News & Views

Brand basics: Be consistent and consistently good

Consistency is branding 101. It’s critical to building the awareness, familiarity, and expected experiences that create repeat customers. But a key part of delivering that consistent experience to today’s demanding clients is maintaining a consistent high level of quality — both in the content you provide and in the way you deliver it.

This commitment to quality is becoming even more important in business-to-business relationships, because client mindsets are changing. Along with familiarity and trust, a new generation of clients want almost continuous engagement, and they expect that engagement to be meaningful and useful to them.

And it’s not just your clients who value quality — the search engines that deliver digitally-minded customers to brands are now filtering and ranking for the overall quality and depth of content, not just for having the right keywords in the right places.

This increased scrutiny and demand for interaction can make keeping up the quality of the client experience that much harder. Here a few fundamental strategies businesses can use help meet the challenge.

Photo of a group of consistent looking, B-shaped cookies with spatula.

1. Prioritize quality over quantity

Wait a second, didn’t we just say that clients expect quantity and quality? While you probably do need to up your engagement frequency, if what you’re delivering isn’t relevant and impressing your clients, they aren’t going to listen or engage anyway. Before you put it out there, ask yourself, “Is it on point? Is it good? Is it useful to our audience?”

2. Use structured content

Message creep and off-brand one-offs are a bane to any brand. We solve this by recommending that our clients create a structured content document. It’s a top down set of descriptions, boilerplate, and key messages — from your elevator pitch all the way to your long-form “about us” content and mission statement. The idea is to write it once and use it consistently across materials and media, instead of reinventing the wheel for each case. This gets everyone in your organization on the same page (literally) and one voice going out to your clients.

3. Create usable and accessible guidelines

Are your creative and editorial staff the only ones who know the foundation of your brand and how to use it? Helping all of your company’s employees better understand the ideas and vision behind your brand, the standards they are expected to uphold, and even the types of materials available for sales and marketing use will strengthen your brand and turn it into a powerful sales tool. Here are our recommendations for how to create such a resource.

4. Train everyone, and train often

Your brand is one of your most important assets. In addition to point 3 above, formal training for your leadership and employees in your brand objectives, structure, use, and tools should be a top priority. Make brand training a regular event and a core part of your onboarding process.

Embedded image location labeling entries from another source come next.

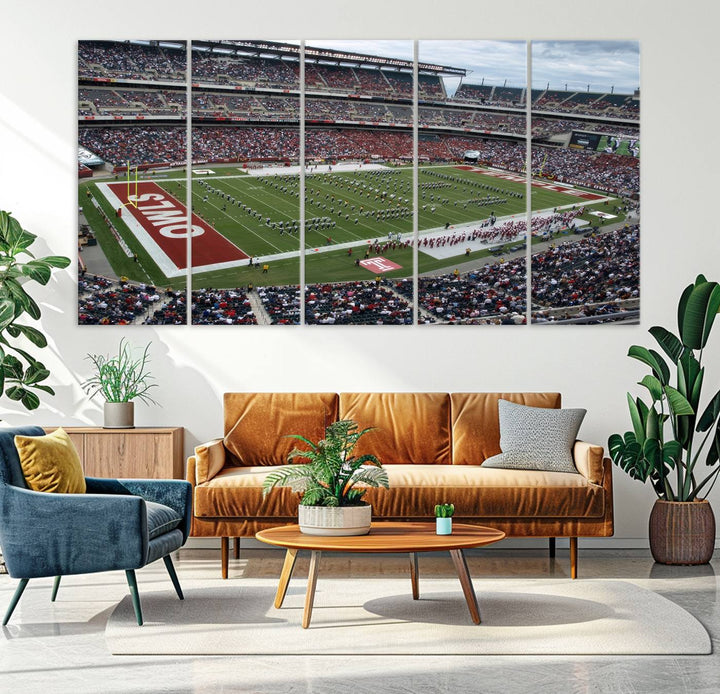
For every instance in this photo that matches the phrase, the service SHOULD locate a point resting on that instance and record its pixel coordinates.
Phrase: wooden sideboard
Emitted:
(143, 452)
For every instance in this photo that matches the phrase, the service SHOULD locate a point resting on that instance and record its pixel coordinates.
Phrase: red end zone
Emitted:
(163, 218)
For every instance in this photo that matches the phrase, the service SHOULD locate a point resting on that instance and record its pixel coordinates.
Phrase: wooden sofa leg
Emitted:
(224, 552)
(573, 557)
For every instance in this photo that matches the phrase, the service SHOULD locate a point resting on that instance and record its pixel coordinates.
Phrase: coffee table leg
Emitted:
(312, 582)
(465, 581)
(414, 575)
(288, 566)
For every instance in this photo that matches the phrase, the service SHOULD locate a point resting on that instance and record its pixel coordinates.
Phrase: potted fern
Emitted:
(121, 379)
(332, 500)
(675, 443)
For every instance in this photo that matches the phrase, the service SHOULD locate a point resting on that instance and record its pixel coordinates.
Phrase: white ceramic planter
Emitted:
(335, 520)
(443, 526)
(119, 415)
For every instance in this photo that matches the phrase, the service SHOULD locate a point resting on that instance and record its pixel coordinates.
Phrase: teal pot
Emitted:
(443, 526)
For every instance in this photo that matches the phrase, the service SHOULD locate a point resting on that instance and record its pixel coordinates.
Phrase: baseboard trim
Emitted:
(584, 543)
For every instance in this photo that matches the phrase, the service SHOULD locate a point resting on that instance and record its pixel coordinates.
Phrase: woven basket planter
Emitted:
(335, 520)
(682, 532)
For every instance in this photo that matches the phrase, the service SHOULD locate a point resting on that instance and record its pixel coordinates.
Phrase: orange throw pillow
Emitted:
(51, 463)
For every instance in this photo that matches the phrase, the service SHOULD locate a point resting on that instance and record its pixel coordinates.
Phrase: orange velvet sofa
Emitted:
(432, 445)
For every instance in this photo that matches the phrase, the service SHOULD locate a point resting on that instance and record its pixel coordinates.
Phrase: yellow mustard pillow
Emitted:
(51, 463)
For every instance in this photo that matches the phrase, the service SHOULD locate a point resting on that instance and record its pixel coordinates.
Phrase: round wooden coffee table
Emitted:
(383, 538)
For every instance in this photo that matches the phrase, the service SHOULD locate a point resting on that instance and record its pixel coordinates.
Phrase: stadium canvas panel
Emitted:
(358, 185)
(413, 171)
(586, 150)
(471, 192)
(245, 180)
(133, 227)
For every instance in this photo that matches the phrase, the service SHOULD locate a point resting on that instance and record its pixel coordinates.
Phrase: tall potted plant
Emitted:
(121, 379)
(674, 442)
(331, 502)
(21, 374)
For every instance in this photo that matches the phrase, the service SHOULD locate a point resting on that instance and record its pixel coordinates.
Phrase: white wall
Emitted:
(194, 366)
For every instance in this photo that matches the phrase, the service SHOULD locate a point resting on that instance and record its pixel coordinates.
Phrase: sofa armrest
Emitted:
(177, 494)
(209, 460)
(61, 534)
(588, 460)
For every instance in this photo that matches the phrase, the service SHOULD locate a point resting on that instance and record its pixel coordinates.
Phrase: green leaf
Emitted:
(711, 413)
(653, 360)
(36, 372)
(637, 419)
(699, 312)
(682, 306)
(678, 402)
(37, 271)
(58, 261)
(12, 367)
(652, 452)
(670, 344)
(7, 312)
(30, 400)
(652, 427)
(653, 385)
(15, 392)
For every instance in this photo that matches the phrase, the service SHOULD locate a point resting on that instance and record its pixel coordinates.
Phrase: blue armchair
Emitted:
(117, 524)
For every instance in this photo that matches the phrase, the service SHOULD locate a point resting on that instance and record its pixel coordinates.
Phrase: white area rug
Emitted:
(377, 616)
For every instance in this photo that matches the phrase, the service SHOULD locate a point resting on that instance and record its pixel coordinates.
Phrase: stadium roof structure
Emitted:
(276, 49)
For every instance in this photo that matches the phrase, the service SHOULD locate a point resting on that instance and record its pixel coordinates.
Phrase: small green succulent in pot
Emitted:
(444, 510)
(333, 476)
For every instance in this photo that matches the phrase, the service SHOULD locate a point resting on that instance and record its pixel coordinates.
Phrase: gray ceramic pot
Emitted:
(119, 415)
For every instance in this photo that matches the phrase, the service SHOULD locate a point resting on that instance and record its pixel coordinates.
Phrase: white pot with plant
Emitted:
(121, 379)
(331, 502)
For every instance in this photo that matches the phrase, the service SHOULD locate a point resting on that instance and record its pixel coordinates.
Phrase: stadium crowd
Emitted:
(602, 269)
(356, 303)
(102, 301)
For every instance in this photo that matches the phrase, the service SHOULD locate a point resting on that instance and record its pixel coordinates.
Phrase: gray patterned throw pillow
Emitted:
(536, 438)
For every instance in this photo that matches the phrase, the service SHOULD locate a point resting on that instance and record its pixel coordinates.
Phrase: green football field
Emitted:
(260, 214)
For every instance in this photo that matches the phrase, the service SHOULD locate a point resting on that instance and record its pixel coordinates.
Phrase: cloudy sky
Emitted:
(601, 64)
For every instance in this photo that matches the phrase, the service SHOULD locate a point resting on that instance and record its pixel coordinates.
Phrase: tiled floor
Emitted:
(58, 648)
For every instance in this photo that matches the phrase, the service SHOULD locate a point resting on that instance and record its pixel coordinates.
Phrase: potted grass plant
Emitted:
(675, 442)
(121, 379)
(333, 481)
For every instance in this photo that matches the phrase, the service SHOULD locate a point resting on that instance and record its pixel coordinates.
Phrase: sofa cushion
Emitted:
(209, 459)
(257, 424)
(536, 438)
(477, 492)
(161, 519)
(411, 428)
(476, 422)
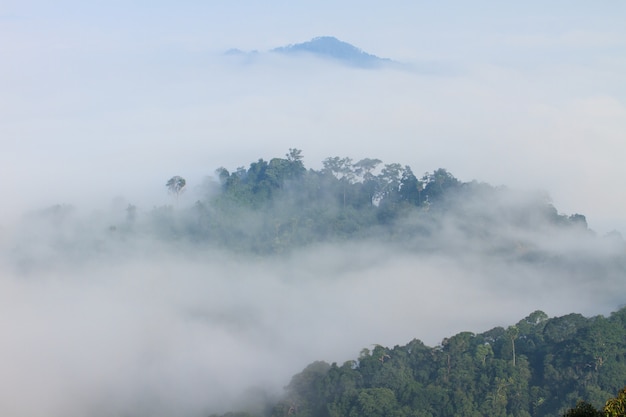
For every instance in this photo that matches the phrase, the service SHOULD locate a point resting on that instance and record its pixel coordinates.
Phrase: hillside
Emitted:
(538, 367)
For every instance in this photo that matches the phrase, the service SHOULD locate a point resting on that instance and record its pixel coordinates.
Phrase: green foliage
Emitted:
(472, 375)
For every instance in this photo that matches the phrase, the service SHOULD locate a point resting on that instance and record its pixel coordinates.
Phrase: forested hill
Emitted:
(538, 367)
(276, 206)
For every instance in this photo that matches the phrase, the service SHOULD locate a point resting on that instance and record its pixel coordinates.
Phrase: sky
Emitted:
(103, 101)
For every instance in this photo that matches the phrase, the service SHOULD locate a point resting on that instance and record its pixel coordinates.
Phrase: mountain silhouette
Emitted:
(332, 48)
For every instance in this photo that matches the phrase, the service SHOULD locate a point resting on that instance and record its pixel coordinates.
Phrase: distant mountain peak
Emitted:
(333, 48)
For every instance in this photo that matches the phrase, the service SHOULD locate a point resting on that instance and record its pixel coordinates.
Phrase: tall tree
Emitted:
(176, 185)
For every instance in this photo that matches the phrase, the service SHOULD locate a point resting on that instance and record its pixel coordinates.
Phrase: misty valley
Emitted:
(255, 299)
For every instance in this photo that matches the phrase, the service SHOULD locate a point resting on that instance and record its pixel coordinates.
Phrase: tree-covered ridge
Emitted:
(538, 367)
(276, 205)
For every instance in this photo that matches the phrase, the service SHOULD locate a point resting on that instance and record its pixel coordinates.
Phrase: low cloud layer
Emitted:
(98, 325)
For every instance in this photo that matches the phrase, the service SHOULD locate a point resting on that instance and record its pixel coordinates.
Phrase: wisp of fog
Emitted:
(97, 324)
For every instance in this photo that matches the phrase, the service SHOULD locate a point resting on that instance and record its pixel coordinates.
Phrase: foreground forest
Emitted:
(539, 366)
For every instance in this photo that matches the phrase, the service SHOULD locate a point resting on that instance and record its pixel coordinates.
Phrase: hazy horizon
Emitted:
(101, 103)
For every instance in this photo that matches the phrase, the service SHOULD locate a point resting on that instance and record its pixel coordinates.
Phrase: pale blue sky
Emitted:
(530, 94)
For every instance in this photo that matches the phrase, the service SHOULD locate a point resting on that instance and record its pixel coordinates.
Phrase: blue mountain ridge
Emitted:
(333, 48)
(326, 47)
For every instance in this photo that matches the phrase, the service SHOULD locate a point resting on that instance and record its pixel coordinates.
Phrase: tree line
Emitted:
(568, 366)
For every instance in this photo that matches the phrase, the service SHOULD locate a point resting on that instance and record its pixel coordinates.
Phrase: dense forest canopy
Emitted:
(513, 242)
(538, 367)
(275, 206)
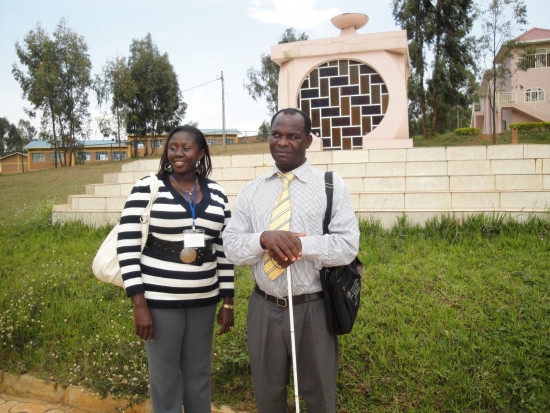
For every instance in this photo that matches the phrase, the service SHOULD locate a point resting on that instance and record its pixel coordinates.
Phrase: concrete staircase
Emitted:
(385, 183)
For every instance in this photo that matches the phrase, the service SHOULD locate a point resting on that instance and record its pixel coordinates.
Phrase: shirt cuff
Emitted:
(255, 245)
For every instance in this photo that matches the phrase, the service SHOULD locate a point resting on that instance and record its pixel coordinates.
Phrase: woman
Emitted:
(181, 275)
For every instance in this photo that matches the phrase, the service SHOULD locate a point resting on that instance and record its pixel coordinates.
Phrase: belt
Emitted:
(173, 251)
(283, 301)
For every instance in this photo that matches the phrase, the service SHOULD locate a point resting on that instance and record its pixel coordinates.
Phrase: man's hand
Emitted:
(284, 247)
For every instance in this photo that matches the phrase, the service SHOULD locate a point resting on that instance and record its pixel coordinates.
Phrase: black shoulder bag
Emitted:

5. Don’t make changes for change’s sake

We see it all the time: our clients want to tweak their brand identity or messaging because they are sick of seeing and reading the same things over and over. But when you start to get sick of your branding, that’s the point at which it’s just starting to stick with your external audiences. If your business, marketplace, or target customers change significantly, you may have good reasons to revisit your branding. Until then, stick with it and let it do its work.